Heure d’hiver

​Si l’on m’en croyait, et me basant sur mes quarante et une années d’expérience, depuis 1976, date du premier passage à l’heure d’hiver, toutes les journées auraient vingt-cinq heures. Ce passage m’est à chaque fois délicieux. Les soixante minutes supplémentaires qui nous sont officiellement octroyées sont de la liberté pure, comme une bulle hors du temps, je veux dire en dehors de nos emplois du temps habituels, échappant aux obligations, se soustrayant à la routine, et dont on peut faire ce qu’on veut, — le plus judicieux étant, à mon avis, de n’en faire rien.

La journée qui précède, et qui est par convention un samedi, est en général agréable. On sait qu’on peut la faire durer, veiller tard, prendre son temps.
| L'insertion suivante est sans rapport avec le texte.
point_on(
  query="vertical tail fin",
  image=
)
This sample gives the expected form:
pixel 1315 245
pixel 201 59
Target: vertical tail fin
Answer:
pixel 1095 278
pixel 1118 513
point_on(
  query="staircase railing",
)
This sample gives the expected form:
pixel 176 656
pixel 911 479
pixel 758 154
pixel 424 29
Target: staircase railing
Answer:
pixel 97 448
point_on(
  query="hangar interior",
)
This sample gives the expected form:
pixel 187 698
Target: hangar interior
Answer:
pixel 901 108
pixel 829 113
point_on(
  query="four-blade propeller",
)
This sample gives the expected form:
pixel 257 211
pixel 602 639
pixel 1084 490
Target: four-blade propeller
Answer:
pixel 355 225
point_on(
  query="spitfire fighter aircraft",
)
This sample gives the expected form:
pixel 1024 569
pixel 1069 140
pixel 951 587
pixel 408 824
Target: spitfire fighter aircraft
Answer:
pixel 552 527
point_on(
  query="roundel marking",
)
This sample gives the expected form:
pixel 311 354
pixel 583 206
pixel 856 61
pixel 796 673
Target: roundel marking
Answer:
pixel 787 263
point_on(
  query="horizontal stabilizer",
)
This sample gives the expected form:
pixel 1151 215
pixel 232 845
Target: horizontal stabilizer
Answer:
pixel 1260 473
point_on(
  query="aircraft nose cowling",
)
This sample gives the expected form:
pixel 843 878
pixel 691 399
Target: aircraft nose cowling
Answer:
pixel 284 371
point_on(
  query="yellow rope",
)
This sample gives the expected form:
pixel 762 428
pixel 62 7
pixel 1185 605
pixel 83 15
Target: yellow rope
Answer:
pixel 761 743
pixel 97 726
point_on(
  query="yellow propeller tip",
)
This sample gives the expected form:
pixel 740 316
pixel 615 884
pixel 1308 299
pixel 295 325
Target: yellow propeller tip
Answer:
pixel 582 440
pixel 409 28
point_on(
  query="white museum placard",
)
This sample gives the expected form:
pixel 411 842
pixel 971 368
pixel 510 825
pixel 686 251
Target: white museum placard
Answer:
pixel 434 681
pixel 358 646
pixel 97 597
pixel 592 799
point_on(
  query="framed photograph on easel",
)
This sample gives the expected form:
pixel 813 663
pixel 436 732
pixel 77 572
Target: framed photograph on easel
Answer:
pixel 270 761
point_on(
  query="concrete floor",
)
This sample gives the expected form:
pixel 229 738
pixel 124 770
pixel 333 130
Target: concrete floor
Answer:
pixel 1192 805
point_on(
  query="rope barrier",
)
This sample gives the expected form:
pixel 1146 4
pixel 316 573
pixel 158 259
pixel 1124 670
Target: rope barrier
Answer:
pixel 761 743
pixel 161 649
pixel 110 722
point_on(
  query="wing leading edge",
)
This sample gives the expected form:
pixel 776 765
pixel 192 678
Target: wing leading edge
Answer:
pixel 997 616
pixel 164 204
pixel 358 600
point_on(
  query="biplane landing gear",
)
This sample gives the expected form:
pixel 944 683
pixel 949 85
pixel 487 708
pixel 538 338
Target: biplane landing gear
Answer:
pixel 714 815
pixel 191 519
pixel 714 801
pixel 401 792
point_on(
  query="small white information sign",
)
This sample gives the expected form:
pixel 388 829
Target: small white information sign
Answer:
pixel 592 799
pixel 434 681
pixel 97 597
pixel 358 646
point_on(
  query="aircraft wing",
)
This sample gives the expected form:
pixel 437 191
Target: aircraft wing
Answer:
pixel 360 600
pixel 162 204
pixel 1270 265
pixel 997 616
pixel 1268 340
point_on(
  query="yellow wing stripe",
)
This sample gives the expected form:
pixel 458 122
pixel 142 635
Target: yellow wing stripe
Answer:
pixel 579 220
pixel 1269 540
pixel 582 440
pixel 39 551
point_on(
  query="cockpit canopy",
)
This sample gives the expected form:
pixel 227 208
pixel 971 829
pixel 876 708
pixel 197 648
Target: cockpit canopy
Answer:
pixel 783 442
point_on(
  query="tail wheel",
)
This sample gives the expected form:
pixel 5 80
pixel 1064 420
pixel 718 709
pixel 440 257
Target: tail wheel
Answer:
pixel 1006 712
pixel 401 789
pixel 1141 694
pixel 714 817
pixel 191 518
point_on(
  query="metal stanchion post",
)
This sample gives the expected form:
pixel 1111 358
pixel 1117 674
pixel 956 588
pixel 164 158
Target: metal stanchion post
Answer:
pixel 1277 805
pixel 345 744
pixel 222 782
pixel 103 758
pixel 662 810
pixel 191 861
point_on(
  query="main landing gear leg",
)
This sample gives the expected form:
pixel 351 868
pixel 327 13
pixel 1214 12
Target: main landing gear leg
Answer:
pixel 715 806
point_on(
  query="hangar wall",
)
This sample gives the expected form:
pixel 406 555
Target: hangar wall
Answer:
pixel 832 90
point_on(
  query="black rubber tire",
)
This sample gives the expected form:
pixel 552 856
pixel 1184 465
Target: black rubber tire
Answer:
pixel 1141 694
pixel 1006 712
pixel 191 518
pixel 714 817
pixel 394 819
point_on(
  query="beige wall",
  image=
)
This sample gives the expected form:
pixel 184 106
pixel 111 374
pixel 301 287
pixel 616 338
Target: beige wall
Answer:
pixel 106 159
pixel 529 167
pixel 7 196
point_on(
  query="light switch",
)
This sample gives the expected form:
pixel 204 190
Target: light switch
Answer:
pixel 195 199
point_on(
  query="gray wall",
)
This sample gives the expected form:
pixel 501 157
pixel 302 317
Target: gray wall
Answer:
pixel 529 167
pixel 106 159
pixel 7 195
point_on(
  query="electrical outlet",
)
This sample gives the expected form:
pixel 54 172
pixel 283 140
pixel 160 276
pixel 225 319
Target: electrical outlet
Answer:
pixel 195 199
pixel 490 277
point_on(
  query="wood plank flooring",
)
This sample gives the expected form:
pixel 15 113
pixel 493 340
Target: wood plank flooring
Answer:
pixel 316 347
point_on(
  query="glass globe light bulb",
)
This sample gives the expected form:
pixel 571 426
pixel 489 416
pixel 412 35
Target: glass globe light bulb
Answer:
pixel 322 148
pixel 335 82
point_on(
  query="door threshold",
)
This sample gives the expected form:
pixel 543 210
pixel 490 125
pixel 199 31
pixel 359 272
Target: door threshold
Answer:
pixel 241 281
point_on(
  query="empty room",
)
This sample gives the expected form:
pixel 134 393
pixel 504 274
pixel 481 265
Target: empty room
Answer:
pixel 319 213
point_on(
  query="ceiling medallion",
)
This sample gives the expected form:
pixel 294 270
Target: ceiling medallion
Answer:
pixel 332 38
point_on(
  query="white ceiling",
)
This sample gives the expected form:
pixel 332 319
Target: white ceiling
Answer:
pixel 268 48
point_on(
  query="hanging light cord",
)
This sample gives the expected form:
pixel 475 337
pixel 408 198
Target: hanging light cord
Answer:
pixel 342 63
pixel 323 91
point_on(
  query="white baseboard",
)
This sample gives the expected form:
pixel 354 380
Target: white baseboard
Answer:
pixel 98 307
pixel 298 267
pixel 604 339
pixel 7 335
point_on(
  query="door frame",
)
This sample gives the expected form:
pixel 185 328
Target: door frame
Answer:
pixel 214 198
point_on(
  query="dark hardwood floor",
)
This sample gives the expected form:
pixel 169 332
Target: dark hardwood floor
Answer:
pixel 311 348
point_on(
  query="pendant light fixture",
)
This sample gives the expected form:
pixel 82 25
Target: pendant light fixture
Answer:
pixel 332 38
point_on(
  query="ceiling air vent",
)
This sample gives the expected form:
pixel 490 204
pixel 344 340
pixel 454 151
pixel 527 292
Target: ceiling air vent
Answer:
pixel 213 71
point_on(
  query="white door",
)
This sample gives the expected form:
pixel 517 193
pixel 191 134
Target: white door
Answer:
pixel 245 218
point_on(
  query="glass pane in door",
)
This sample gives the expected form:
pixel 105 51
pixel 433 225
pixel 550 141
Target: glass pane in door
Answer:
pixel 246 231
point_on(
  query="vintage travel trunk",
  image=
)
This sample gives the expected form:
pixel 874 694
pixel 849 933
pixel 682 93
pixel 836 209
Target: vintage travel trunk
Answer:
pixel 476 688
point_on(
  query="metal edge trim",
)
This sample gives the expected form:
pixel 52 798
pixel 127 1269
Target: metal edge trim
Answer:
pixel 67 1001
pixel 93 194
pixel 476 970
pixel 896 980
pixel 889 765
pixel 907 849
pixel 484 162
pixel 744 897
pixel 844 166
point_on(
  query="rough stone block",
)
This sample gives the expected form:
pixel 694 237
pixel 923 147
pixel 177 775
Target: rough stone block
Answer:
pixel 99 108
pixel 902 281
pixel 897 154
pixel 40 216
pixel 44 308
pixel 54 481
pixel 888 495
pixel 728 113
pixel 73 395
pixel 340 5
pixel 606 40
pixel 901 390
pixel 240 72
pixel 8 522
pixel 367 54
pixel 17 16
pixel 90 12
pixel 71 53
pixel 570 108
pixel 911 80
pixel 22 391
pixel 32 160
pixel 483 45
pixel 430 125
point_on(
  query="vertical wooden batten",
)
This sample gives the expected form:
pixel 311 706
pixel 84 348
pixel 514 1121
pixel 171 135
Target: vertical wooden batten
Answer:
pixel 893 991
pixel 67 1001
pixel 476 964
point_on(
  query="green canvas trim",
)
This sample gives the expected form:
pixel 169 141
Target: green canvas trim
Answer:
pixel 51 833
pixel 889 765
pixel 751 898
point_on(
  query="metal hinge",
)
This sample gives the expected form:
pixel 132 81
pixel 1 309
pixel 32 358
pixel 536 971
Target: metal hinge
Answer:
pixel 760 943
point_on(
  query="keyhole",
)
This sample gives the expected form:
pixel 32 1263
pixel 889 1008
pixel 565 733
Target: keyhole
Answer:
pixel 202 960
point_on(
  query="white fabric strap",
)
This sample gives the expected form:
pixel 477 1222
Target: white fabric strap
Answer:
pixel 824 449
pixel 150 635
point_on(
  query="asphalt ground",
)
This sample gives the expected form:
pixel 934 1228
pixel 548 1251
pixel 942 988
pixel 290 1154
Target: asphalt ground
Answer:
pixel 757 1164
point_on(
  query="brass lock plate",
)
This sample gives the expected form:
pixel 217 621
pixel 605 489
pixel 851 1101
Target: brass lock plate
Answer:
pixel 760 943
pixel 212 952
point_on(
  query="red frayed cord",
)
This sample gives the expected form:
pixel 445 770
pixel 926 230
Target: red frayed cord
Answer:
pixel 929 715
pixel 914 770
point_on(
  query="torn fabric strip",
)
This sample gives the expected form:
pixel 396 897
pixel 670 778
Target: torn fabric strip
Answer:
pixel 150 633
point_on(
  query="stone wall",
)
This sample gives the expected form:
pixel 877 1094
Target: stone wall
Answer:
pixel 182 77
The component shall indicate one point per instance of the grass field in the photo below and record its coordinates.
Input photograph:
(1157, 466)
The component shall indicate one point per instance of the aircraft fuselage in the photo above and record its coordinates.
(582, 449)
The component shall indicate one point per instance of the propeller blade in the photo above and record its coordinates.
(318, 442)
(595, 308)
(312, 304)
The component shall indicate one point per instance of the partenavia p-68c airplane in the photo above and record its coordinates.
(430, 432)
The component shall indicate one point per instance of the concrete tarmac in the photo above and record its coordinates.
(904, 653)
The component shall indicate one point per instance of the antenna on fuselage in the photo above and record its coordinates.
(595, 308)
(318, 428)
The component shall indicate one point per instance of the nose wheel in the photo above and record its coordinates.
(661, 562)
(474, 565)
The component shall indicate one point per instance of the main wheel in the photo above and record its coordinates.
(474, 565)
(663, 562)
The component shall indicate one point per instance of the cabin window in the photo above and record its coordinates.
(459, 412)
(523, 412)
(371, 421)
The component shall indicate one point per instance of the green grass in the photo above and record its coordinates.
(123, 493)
Le lendemain, nos organismes, toujours calés sur l’horaire des mois d’été, ont la satisfaction de découvrir qu’ils peuvent dormir une heure de plus. (C’est l’occasion pour chacun de nous de nous initier au plaisir de Montaigne, qui, ne voulant pas jouir du sommeil sans le connaître, se faisait réveiller avant l’heure pour le simple bonheur de se rendormir.)

Hélas, les douceurs de cette heure surnuméraire ne se prolongent pas au-delà de l’après-midi du dimanche, lequel bascule très vite dans la nuit et nous plonge d’un coup dans l’hiver, si bien que ce qu’on a à nouveau de mieux à faire est de retrouver son lit sans se soucier de l’horaire, et de se laisser aller, sous sa couette, au repos, ou à ce qu’on voudra.